Overall, this work highlights the importance of investigating additional subcellular pathways to more fully understand the placental response to COVID-19 in pregnancy. Because Rab5 regulates early endosome processes and Rab7 directs early to late endosomal transport, future evaluation of endosomal subtype markers will also be a key area of investigation. Comparative analysis of early endosome antigen 1, a marker of early endosomes, and CD63, a late endosome and multivesicular body marker, could be informative to identify whether downregulation of Rab7 in COVID-19 placental tissues results in retention of the virus in early endosomes or trapping within late endosomes and multivesicular bodies. It is important to note that within our COVID-19 placental cohort, Rab5 upregulation and Rab7 downregulation was noted among all tissues, including those selected from pregnancies with evidence of SARS-CoV-2 fetal transmission.

Conclusions

Although the current study was not powered to identify true correlations with these expression changes and fetal transmission, our findings do suggest that mechanisms in addition to altered Rab GTPase expression could be mediating the physiological placental blockade of SARS-CoV-2 in pregnancy.
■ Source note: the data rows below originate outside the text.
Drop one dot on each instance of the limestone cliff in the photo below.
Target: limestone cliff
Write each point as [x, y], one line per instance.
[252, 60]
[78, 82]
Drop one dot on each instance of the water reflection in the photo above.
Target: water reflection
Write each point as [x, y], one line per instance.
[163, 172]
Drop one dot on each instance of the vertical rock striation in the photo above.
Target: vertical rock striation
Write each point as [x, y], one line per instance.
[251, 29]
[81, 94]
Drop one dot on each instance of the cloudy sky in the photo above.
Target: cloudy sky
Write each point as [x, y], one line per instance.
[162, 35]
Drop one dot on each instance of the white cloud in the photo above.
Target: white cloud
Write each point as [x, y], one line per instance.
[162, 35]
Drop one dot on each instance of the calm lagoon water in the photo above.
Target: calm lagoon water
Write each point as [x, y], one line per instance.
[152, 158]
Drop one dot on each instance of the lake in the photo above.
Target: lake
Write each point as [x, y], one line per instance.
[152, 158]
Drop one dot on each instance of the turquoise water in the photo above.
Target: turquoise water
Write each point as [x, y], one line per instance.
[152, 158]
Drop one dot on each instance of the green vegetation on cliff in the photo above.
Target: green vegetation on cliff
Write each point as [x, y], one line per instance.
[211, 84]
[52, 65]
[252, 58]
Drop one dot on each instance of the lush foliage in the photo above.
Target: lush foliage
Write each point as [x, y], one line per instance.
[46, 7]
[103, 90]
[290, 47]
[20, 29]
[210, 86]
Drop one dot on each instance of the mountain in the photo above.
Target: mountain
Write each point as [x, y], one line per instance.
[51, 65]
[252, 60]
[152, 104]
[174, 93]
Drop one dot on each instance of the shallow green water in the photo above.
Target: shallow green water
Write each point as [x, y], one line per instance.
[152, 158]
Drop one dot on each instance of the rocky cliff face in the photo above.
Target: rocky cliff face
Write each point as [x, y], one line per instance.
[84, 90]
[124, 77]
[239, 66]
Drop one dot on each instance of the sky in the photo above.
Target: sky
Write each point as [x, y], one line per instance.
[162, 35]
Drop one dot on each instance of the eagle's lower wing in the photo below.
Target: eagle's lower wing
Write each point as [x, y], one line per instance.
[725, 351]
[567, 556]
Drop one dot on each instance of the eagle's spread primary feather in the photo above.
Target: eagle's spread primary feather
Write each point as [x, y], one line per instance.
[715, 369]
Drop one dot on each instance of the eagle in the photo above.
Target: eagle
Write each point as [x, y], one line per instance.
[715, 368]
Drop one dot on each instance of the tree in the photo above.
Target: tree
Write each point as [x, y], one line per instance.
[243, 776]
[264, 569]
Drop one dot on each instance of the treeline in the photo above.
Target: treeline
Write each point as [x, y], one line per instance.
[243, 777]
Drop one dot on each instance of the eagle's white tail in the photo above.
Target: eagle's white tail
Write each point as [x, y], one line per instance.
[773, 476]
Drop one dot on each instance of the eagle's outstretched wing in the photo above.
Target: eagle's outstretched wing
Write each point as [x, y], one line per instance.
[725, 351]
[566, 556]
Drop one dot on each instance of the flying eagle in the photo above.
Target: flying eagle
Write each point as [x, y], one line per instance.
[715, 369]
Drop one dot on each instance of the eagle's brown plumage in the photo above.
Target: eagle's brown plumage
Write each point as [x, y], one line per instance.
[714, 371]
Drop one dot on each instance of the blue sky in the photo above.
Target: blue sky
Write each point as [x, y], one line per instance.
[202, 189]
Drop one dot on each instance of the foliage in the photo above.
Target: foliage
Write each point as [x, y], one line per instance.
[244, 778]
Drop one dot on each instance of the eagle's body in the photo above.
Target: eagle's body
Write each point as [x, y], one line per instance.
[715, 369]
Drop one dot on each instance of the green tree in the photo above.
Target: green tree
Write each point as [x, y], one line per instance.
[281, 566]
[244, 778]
This would be entirely expected as maternal–fetal trafficking is a highly regulated and multifactorial process throughout pregnancy. Continued evaluation of larger COVID-19 placental cohorts using multivariate analyses such as RNA-sequencing and spatial transcriptomic approaches will be highly informative to more fully characterize the physiological placental response to COVID-19 in pregnancy and potentially identify therapeutic targets for other organ systems to help combat systemic SARS-CoV-2–mediated disease.

Disclosures

The authors have indicated that they have no conflicts of interest regarding the content of this article. The funding agencies sponsoring this work had no role in the study design, the collection, analysis or interpretation of data, in the writing of the manuscript or the decision to submit the manuscript for publication.